Les organisations qui y parviennent ne sont pas moins performantes. Elles sont souvent mieux structurées, plus résilientes et moins dépendantes de l’hyperdisponibilité de quelques individus.
À retenir
- La France accorde de nombreux jours de repos, mais seuls 25 % des salariés poseraient l’ensemble de leurs congés, selon une étude de Deel relayée par plusieurs médias.
- En moyenne, plusieurs jours resteraient inutilisés chaque année, notamment en raison de difficultés d’organisation ou de contraintes professionnelles.
- Les causes principales sont la peur du retard, le manque de remplaçants, la surcharge de travail, la culture du présentéisme et la difficulté à se déconnecter.
- Les congés payés jouent un rôle essentiel dans la récupération, la prévention de l’épuisement et la santé au travail.
- L’employeur doit organiser concrètement les conditions de l’absence : anticipation, relais, partage des compétences et respect du droit à la déconnexion.
- Les jours non pris ne sont pas systématiquement perdus, mais leurs règles de report, de placement ou d’expiration varient selon les accords applicables.
- Prendre ses congés n’est pas un manque d’engagement : c’est un droit et une condition de performance durable.
FAQ
Combien de jours de congés payés un salarié acquiert-il en France ?
Un salarié acquiert généralement 2,5 jours ouvrables de congés payés par mois de travail effectif, soit cinq semaines pour une année complète. Des jours supplémentaires peuvent exister selon les conventions collectives, les accords d’entreprise, l’ancienneté ou les RTT.
Un employeur peut-il refuser des congés payés ?

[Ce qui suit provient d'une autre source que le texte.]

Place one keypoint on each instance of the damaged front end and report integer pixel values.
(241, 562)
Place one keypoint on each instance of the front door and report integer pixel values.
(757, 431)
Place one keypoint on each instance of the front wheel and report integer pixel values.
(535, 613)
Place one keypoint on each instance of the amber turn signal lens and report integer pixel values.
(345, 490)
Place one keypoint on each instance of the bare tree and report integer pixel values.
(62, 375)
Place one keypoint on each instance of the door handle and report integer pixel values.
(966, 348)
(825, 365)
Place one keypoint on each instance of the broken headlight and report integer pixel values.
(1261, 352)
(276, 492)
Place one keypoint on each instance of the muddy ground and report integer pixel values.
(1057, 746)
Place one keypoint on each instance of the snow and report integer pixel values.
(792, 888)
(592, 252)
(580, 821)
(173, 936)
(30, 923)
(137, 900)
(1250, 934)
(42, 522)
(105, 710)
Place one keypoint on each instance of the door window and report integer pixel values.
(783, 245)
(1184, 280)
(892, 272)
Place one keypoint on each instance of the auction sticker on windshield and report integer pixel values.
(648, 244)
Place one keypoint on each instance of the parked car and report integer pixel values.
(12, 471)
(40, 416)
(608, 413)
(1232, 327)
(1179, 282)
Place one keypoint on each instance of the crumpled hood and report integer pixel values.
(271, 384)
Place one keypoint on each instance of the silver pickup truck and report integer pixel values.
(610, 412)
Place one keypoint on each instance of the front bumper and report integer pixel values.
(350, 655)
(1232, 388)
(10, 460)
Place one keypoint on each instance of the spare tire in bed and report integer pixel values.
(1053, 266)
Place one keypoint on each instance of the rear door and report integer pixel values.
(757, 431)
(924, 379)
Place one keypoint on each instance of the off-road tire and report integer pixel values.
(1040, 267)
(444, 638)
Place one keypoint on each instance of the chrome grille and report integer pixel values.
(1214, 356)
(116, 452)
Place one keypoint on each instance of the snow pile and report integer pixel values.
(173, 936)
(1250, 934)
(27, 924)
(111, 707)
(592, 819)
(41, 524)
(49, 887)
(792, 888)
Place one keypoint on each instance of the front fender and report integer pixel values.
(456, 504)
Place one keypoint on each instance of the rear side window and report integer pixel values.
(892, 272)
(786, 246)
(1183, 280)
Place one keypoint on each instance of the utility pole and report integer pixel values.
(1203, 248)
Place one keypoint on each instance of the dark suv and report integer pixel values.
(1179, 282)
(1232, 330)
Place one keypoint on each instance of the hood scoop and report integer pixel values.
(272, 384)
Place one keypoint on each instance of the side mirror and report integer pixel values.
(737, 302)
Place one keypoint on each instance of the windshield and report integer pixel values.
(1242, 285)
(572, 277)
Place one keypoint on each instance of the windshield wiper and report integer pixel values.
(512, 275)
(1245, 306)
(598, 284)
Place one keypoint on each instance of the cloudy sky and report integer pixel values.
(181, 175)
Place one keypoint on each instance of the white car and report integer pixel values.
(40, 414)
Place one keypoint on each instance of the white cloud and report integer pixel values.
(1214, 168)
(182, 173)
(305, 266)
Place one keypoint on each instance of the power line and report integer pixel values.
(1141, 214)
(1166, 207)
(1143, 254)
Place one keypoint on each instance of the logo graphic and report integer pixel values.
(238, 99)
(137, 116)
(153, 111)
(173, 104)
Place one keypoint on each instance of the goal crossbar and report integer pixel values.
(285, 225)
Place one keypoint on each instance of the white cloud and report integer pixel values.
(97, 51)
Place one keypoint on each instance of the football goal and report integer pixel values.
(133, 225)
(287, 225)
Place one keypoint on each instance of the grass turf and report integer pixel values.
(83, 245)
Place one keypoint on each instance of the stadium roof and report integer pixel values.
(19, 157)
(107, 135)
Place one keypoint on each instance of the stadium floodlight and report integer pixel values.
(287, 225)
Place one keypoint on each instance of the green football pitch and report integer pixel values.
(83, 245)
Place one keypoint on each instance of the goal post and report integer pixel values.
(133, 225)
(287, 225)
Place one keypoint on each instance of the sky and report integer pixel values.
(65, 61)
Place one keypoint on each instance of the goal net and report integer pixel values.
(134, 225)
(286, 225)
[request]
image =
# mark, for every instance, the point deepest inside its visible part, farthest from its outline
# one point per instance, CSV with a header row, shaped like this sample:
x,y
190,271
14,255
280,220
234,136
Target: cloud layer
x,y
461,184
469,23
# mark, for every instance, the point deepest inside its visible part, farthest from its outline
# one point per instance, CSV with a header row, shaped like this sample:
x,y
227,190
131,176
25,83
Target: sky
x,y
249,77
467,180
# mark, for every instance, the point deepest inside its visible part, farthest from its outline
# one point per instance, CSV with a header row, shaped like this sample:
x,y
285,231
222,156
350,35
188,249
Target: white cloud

L’employeur peut encadrer les dates de départ pour assurer le bon fonctionnement de l’entreprise. Il ne peut toutefois pas empêcher durablement un salarié de prendre ses congés ni supprimer son droit au repos.
Les congés non pris sont-ils forcément perdus ?
Pas toujours. Tout dépend de la période de prise, des règles de report, des accords collectifs, de l’existence d’un compte épargne-temps et des raisons pour lesquelles le salarié n’a pas pu prendre ses jours. Il faut vérifier les règles applicables dans l’entreprise.
Peut-on travailler pendant ses congés payés ?
Les congés ont pour vocation de permettre au salarié de se reposer. Répondre ponctuellement à un message ne transforme pas nécessairement la période en temps de travail, mais une sollicitation professionnelle régulière ou une obligation de rester disponible peut remettre en cause l’effectivité du repos.
Pourquoi est-il difficile de poser tous ses jours de congés ?
Les raisons peuvent être nombreuses : charge de travail, manque de remplacement, contraintes de planning, peur de perdre le contrôle sur ses dossiers, absence de visibilité sur les dates possibles ou culture du présentéisme.
Que faire si je n’arrive pas à prendre mes congés ?
Commencez par vérifier vos droits et les échéances applicables. Informez votre manager ou les ressources humaines suffisamment tôt, proposez des dates et demandez un arbitrage écrit si nécessaire. Si le blocage persiste, vous pouvez vous rapprocher des représentants du personnel ou d’un organisme compétent.
Le paradoxe français des congés payés ne dit pas que les salariés disposent de trop de jours de repos. Il montre plutôt que le droit au repos ne devient réel que lorsqu’il peut être exercé sans crainte, sans culpabilité et sans désorganisation majeure.
Dans une économie où les outils numériques rendent chacun joignable en permanence, poser tous ses congés devient un acte de protection autant qu’un choix de vie. Il ne s’agit pas de fuir le travail, mais de préserver la capacité à le faire durablement.
Pour les employeurs, le message est tout aussi clair : une équipe ne devrait pas être mise en difficulté parce qu’un salarié utilise un droit acquis. Organiser les absences, répartir les compétences et respecter la déconnexion ne relèvent pas du confort. Ce sont des conditions essentielles d’une organisation saine.